Issue #15723 has been updated by pascalbetz (Pascal Betz).


shyouhei (Shyouhei Urabe) wrote:
> pascalbetz (Pascal Betz) wrote:
> > `{@1 * @2}` could easily be written as `{|a, b| a * b}` some chars more, yes. But IMHO more readable. I don't think that the language should be extended for something that does not have any benefit besides saving some typing.
> 
> While I'm not totally against your opinion, I would like you to understand that this feature was not made out of thin air; it was feature requested. People think this is a neat feature. If you are against the feature itself not against the syntax, please show us it harms more than it benefits.


I know that this feature was not made out of thin air. But out of a 8 year old request that does not show a real benefit (other than "it's a bit shorter").
The harm it does is, IMHO, that 

* it uses the `@` syntax and applies it to a variable that has a different scope and meaning
* it proposes a syntax where variables without clear name are a good thing

So I'm actually against the feature as well as the syntax. But my concerns are much more for the syntax.

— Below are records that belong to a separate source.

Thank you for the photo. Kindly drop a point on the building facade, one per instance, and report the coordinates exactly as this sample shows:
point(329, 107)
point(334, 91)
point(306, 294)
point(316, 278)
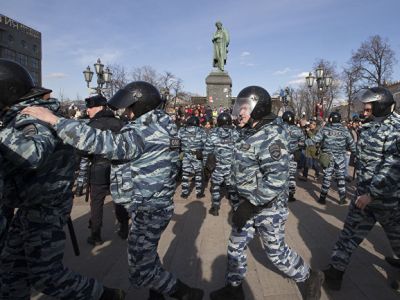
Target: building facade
point(22, 44)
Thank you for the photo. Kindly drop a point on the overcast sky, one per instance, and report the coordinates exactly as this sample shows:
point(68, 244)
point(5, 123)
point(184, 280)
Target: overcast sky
point(273, 43)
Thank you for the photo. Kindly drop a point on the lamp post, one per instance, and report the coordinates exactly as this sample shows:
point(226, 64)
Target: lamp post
point(324, 81)
point(165, 96)
point(103, 77)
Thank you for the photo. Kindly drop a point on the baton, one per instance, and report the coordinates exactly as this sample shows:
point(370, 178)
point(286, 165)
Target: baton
point(73, 237)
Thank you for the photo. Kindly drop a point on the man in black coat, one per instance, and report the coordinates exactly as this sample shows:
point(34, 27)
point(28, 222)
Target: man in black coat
point(98, 171)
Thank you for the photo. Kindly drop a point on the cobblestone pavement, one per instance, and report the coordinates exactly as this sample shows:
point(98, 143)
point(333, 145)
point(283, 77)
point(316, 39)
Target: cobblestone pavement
point(194, 248)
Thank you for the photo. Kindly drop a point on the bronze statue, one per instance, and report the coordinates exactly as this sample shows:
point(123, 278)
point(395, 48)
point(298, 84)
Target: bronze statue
point(221, 42)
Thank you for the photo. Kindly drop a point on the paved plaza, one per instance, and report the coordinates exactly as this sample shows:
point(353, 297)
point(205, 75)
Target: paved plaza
point(194, 248)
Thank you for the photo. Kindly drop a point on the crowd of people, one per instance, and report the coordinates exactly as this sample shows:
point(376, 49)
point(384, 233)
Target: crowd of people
point(136, 157)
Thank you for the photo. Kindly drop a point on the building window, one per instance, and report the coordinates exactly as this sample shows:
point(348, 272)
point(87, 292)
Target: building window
point(22, 59)
point(9, 54)
point(35, 77)
point(34, 63)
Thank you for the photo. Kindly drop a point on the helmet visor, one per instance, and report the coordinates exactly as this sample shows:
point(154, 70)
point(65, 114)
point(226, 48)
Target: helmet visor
point(122, 99)
point(243, 107)
point(367, 96)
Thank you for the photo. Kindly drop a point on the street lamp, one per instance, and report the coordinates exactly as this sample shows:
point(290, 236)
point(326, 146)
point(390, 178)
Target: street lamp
point(324, 81)
point(285, 97)
point(103, 77)
point(165, 95)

I asked around with my ruby-friends and none of them is missing this feature or thinks that it should be added. So my concerns are also not out of thin air (but is also not representative for the whole ruby community).


Thanks Jeremy Evans for explaining how the syntax came to be. Aren't there any other symbols we can use? paragraph, backtick, caret, (double-)dagger, ...?

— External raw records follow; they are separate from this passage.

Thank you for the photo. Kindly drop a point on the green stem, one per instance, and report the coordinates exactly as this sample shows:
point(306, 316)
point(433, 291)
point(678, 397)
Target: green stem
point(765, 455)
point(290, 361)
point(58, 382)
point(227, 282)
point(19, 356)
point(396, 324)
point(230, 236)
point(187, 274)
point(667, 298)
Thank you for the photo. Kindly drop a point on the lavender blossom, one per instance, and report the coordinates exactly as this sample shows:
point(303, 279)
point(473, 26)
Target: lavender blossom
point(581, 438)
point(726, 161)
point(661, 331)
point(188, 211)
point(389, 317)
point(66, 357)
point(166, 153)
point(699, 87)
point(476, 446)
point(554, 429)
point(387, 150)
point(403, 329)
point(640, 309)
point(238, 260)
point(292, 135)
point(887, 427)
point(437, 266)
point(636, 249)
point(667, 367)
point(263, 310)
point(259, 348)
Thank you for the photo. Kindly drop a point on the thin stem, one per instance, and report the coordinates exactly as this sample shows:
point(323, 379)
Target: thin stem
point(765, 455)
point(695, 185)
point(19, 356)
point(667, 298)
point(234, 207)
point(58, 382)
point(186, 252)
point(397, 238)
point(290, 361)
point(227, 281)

I just want to add again: nobody seems to be entirely happy. I think this is not good enough to add a feature to the language. After all we will have to live with it for decades to come




----------------------------------------
Misc #15723: Reconsider numbered parameters
https://bugs.ruby-lang.org/issues/15723#change-77308

* Author: sos4nt (Stefan Schler)
* Status: Feedback
* Priority: Normal
* Assignee: 
----------------------------------------
I just learned that *numbered parameters* have been merged into Ruby 2.7.0dev.

For readers not familiar with this feature: it allows you to reference block arguments solely by their *index*, e.g.

```ruby
[1, 2, 3].each { |i| puts i }

# can become

[1, 2, 3].each { puts @1 }
```

I have an issue with this new feature: I think **it encourages sloppy programming** and results in **hard to read code**.

---

The [original proposal](https://bugs.ruby-lang.org/issues/4475) was to include a special variable (or keyword) with a **readable name**, something like:

```ruby
[1, 2, 3].each { puts it }

# or

[1, 2, 3].each { puts this }
```

Granted, that looks quite lovely and it actually speaks to me  I can *understand* the code. And it fits Ruby: (quoting the website)

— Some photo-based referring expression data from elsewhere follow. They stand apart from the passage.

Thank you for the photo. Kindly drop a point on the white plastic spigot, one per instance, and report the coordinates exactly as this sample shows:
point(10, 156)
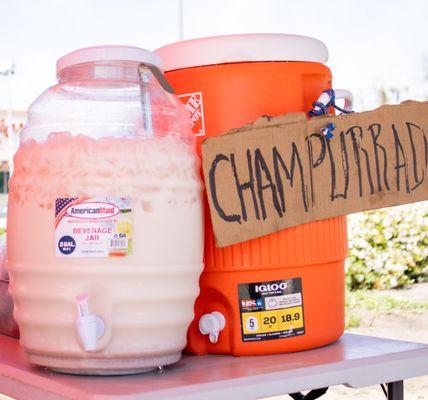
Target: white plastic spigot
point(212, 324)
point(90, 327)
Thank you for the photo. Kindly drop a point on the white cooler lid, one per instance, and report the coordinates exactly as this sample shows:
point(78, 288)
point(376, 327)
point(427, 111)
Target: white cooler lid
point(242, 48)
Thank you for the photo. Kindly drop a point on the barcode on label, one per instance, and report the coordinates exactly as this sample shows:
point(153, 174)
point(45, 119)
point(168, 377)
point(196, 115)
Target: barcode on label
point(118, 243)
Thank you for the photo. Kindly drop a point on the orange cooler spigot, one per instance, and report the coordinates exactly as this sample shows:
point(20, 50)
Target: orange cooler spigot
point(281, 292)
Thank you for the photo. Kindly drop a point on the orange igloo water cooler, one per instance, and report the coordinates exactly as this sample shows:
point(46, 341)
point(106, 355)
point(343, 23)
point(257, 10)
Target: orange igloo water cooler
point(285, 291)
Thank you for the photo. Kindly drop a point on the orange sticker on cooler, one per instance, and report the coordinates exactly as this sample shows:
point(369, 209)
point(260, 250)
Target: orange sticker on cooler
point(271, 310)
point(195, 106)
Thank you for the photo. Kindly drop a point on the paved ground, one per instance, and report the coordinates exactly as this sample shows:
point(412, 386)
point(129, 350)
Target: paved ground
point(398, 324)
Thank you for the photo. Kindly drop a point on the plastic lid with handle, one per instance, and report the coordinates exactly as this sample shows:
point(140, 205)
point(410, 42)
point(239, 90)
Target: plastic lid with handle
point(242, 48)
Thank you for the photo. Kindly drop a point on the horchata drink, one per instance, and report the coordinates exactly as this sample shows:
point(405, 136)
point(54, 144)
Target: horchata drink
point(105, 227)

> [Ruby] has an elegant syntax that is natural to read and easy to write.

But the proposed `it` / `this` has limited application. It's only useful when dealing with a single argument. You can't have multiple `it`-s or `this`-es. That's why `@1`, `@2`, `@3` etc. were chosen instead.

However, limiting the usefulness to a single argument isn't bad at at. In fact, a single argument seem to be the limit of what makes sense:
```
h = Hash.new { |hash, key| hash[key] = "Go Fish: #{key}" }

# vs

h = Hash.new { @1[@2] = "Go Fish: #{@2}" }
```
Who wants to read the latter? That looks like an archaic bash program (no offense). We already discourage Perl style `$`-references: (from [The Ruby Style Guide](https://github.com/rubocop-hq/ruby-style-guide#no-perl-regexp-last-matchers))

> Don't use the cryptic Perl-legacy variables denoting last regexp group matches (`$1`, `$2`, etc). Use `Regexp.last_match(n)` instead.

I don't see how our code can benefit from adding `@1` and `@2`.

Naming a parameter isn't useless  it gives context. With more than one parameter, naming is crucial. And yes, naming is hard. But avoiding proper naming by using indices is the wrong way.

So please reconsider numbered parameters.

Use a readable named variable (or keyword) to refer to the first argument or ditch the feature entirely.